I am curious how "natural" the intuitive function is. Apparently some people seem to be born with high intuitive skills. Women especially are seen as being more intuitive than men. some think this is because they have a slightly different brain structure; others say it is that at least in this country, there is a kind of permission for women to make decisions on intuition--a permission that culturally assigns men to functioning more strictly "rational". David Myers book, called "Intuition, Its Powers and Perils", has some interesting reading on the subject. We all have examples in our lives of thinking of someone, and then the next thing comes a phone call from that person. Some people have this kind of thing happen more frequently. Others get a "warning" from their dealing with another person, especially someone you meet for the first time.It is enough to make you think that there is some kind of  consciousness that connects us all, if we would just tune into it. By definition, it is not rational. Neither is is irrational; just non-rational.
    The TV show, " The Mentalist", shows our fascination with the sharp discerning skills of Simon Baker. "Sherlock" on PBS, who has a cult following, is another good example of paying attention to subtle clues, many of which are non-verbal. These are some of the things that a good psychotherapist will give attention to as a way of reading unconscious material in a counselee. For me it is a kind of meditative thing, being fully present to the person, empathic, open, trusting/testing what I read between the lines.
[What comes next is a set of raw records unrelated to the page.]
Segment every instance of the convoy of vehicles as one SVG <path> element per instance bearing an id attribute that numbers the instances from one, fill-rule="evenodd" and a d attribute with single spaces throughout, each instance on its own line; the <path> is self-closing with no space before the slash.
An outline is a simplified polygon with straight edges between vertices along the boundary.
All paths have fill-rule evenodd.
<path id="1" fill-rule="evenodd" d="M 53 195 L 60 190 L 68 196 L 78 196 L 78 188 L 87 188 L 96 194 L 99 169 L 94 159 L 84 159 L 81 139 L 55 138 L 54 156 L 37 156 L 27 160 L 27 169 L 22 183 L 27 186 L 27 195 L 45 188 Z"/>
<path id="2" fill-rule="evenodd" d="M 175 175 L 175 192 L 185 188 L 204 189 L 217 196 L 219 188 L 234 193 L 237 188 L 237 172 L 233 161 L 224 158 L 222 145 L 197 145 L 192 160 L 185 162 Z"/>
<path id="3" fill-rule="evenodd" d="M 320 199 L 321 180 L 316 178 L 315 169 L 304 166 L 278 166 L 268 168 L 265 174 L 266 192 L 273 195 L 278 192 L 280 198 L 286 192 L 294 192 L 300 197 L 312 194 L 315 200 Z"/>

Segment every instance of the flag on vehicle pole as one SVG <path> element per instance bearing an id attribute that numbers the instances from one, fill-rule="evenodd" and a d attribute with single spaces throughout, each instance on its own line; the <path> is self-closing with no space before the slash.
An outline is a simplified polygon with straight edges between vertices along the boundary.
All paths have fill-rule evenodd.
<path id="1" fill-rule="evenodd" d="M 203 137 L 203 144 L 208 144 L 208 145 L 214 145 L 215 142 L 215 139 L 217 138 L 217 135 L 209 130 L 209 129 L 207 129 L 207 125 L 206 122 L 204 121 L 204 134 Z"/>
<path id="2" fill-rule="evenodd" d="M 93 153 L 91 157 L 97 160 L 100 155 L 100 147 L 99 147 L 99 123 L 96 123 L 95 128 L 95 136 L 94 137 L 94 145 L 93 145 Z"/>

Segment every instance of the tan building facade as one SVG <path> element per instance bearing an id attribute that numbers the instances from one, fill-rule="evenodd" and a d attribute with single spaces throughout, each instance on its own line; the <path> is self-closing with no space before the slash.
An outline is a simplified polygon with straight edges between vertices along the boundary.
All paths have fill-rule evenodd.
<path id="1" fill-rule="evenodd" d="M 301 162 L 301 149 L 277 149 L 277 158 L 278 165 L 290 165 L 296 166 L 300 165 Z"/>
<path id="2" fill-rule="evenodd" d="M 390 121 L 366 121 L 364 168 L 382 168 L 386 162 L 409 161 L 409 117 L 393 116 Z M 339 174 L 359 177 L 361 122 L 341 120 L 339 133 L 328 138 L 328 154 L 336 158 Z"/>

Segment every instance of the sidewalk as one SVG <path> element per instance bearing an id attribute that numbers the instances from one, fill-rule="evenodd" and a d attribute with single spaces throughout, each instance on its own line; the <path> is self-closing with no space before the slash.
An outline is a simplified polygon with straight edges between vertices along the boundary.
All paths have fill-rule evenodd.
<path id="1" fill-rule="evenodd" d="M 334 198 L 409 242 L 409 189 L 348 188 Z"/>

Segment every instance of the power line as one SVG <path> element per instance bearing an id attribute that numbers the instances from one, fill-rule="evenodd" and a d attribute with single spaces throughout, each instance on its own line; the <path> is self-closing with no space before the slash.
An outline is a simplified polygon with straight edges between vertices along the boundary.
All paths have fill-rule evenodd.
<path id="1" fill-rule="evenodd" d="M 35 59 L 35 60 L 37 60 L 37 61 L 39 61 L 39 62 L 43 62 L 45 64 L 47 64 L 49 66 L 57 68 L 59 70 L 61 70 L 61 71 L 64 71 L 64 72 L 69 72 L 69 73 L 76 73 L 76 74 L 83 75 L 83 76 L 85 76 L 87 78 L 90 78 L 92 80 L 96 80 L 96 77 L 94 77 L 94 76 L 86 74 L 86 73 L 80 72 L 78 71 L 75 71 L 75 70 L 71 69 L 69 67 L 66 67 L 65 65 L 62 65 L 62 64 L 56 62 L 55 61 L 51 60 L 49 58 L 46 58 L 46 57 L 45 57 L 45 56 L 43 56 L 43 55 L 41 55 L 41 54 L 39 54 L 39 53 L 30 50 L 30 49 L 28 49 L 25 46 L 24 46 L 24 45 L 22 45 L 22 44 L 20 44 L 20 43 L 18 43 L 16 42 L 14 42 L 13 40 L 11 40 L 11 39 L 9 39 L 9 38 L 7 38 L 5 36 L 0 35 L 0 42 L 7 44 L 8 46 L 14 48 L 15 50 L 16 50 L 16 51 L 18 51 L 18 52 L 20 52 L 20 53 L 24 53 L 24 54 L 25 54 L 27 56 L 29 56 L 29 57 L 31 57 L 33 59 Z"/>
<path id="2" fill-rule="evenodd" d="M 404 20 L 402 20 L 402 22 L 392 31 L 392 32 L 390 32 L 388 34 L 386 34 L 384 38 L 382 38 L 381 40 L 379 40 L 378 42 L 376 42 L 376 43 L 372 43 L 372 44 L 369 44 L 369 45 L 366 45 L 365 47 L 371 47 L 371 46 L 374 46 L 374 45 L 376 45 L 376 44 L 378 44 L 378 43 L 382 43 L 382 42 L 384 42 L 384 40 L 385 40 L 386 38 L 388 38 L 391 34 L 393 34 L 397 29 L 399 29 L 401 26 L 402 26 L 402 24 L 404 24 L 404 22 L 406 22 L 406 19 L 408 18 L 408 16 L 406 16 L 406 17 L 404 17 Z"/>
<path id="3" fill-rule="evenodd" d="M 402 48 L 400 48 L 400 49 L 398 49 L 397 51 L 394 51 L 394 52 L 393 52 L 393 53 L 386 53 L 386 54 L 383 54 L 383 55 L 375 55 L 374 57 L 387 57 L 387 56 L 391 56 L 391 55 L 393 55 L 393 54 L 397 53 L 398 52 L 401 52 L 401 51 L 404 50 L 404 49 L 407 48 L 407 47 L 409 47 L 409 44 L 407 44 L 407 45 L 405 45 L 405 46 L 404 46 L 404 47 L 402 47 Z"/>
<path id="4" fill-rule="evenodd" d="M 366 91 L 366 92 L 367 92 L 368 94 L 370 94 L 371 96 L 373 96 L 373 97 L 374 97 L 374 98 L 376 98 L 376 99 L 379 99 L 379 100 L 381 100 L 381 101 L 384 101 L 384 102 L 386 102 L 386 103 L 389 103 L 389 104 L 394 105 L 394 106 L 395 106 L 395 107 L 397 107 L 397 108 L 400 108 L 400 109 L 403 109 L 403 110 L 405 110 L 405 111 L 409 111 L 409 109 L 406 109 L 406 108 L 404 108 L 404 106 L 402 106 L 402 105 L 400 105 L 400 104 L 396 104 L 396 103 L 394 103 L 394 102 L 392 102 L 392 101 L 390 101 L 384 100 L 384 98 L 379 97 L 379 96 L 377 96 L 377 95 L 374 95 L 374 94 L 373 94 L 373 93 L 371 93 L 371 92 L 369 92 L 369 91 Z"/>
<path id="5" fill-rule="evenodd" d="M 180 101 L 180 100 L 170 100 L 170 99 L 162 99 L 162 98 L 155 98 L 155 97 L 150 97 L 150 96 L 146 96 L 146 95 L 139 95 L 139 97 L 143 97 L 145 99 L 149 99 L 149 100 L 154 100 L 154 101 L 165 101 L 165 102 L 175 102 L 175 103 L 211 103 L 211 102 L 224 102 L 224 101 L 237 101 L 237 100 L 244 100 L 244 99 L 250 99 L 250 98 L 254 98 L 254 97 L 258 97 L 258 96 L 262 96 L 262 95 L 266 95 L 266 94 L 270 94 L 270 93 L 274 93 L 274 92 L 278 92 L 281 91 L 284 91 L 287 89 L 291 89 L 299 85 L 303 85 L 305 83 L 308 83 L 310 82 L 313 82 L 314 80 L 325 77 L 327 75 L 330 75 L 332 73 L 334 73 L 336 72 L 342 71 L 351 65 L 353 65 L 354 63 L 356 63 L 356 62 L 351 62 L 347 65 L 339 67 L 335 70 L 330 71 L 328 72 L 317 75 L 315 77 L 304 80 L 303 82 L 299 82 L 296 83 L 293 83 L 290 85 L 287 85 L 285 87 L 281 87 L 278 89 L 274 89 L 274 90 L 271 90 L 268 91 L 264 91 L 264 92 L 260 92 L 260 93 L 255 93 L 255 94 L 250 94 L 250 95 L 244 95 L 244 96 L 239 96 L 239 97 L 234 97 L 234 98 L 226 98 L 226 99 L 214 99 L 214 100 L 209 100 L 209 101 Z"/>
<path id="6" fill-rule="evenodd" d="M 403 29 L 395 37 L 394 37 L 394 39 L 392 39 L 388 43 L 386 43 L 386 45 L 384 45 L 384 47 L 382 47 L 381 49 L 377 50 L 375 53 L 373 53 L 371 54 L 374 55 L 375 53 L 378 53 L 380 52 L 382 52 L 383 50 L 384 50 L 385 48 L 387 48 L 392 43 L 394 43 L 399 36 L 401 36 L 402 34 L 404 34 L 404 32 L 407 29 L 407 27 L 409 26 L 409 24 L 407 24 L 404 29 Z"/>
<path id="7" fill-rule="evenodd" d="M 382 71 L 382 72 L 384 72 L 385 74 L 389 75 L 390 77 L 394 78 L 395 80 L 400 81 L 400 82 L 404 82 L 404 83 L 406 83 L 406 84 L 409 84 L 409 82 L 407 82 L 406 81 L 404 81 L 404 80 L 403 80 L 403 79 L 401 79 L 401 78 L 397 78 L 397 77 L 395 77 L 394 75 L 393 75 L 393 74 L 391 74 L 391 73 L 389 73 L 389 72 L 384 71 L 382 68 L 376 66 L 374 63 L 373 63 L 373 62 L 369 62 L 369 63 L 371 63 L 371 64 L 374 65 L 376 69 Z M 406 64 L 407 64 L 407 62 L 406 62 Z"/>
  As for personally employing intuition, I tend to rely on my dreams for a "reading" of what I am picking up unconsciously in my waking life. I use this especially when I am troubled by something.It is like my subconscious self is collecting data all day, some of which I am not consciously paying much attention to, then at night this subconscious puts things together and tells me a story--if I can just figure it out. There is an account of a sixth grade girl who dreamt that her teacher was pregnant, which had not been announced anywhere. She was picking up on signals of the teachers comments, behaviour, and putting it together as an intuitive conclusion.
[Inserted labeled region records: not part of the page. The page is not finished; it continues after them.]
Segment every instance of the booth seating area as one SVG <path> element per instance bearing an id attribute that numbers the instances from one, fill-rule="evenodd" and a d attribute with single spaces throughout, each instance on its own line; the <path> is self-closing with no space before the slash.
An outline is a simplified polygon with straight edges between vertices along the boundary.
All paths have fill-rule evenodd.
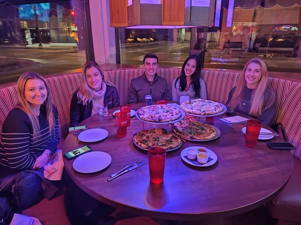
<path id="1" fill-rule="evenodd" d="M 180 76 L 181 70 L 180 68 L 160 68 L 158 74 L 166 78 L 171 86 L 173 80 Z M 130 80 L 140 76 L 143 72 L 143 70 L 140 68 L 105 71 L 108 80 L 117 88 L 120 104 L 127 103 Z M 230 90 L 238 82 L 239 74 L 237 72 L 203 70 L 202 77 L 206 84 L 208 98 L 225 104 Z M 63 141 L 68 134 L 71 96 L 79 85 L 80 76 L 80 72 L 75 72 L 46 78 L 52 92 L 54 104 L 58 110 Z M 299 179 L 301 174 L 301 82 L 275 77 L 269 77 L 268 82 L 276 93 L 277 109 L 273 124 L 282 124 L 286 140 L 293 144 L 296 149 L 291 151 L 294 156 L 294 168 L 291 178 L 280 194 L 267 206 L 271 215 L 279 219 L 279 224 L 301 224 L 301 180 Z M 7 115 L 17 102 L 16 84 L 0 86 L 2 108 L 0 132 Z M 272 174 L 271 177 L 272 178 Z M 60 206 L 53 206 L 53 204 L 58 204 Z M 53 210 L 43 210 L 49 208 L 53 208 Z M 24 214 L 36 216 L 47 225 L 68 224 L 62 196 L 50 201 L 44 199 L 37 205 L 25 210 Z"/>

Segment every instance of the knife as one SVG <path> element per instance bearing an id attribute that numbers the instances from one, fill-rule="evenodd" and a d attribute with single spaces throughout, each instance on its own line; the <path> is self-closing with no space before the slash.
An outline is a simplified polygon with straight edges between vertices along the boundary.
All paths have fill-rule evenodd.
<path id="1" fill-rule="evenodd" d="M 137 165 L 133 166 L 128 168 L 127 170 L 125 170 L 124 171 L 122 171 L 122 172 L 119 172 L 119 174 L 117 174 L 116 175 L 114 176 L 110 176 L 109 178 L 108 178 L 107 180 L 111 181 L 111 180 L 115 179 L 115 178 L 117 178 L 118 176 L 121 176 L 123 174 L 126 174 L 126 172 L 127 172 L 130 170 L 135 170 L 136 168 L 138 168 L 138 167 L 140 167 L 141 166 L 143 166 L 144 164 L 146 164 L 146 163 L 147 163 L 147 162 L 141 162 L 140 164 L 139 164 Z"/>

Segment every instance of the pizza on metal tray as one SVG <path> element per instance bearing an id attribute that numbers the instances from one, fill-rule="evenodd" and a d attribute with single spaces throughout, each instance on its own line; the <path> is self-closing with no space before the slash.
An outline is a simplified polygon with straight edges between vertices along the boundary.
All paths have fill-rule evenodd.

   As I meet more people who are high intuitives, or "empaths", I think I have a theory on how the average person gets turned on intensely to their intuitive skills and insights. I think that these exceptional people learn early in their life to trust what the rest of us usually dismiss. One example is a women whose grandfather died when she was 12. He was her only real father, because her birth father had left the family. She was devastated in her grief, and lying on her bed, she "saw" her grandfather, who gave her some comfort in her grief. It was after that when she began to be aware of more things that she could see in other people. She did not think of her experience as a "normal" grief phenomenon, which it likely was, but as an initiation into the mysteries of the paranormal. I once tried to "telecommunicate" with her, over 100 miles away. That didn't work, but she told me that she awoke one morning with a strong sense that my wife was homesick, and wanted to shorten the vacation trip we were on. It was true, but was it intuition or deductive reasoning? I need more data from other people's experience on this, but it seems like adaptation and survival hightens intuitive abilities. This woman said it was sometimes a burden to see so much, some of which for her was a kind of futurecasting.
    The psychic I saw for the card reading had a lonely childhood because of the preoccupation of her parents with two sick brothers. They were in and out of the hospital with hemophelia, and she was neglected. She started to think that she was odd with her intuitive powers, and kept it to herself until she grew up, got married. It was then that she embraced these abilities.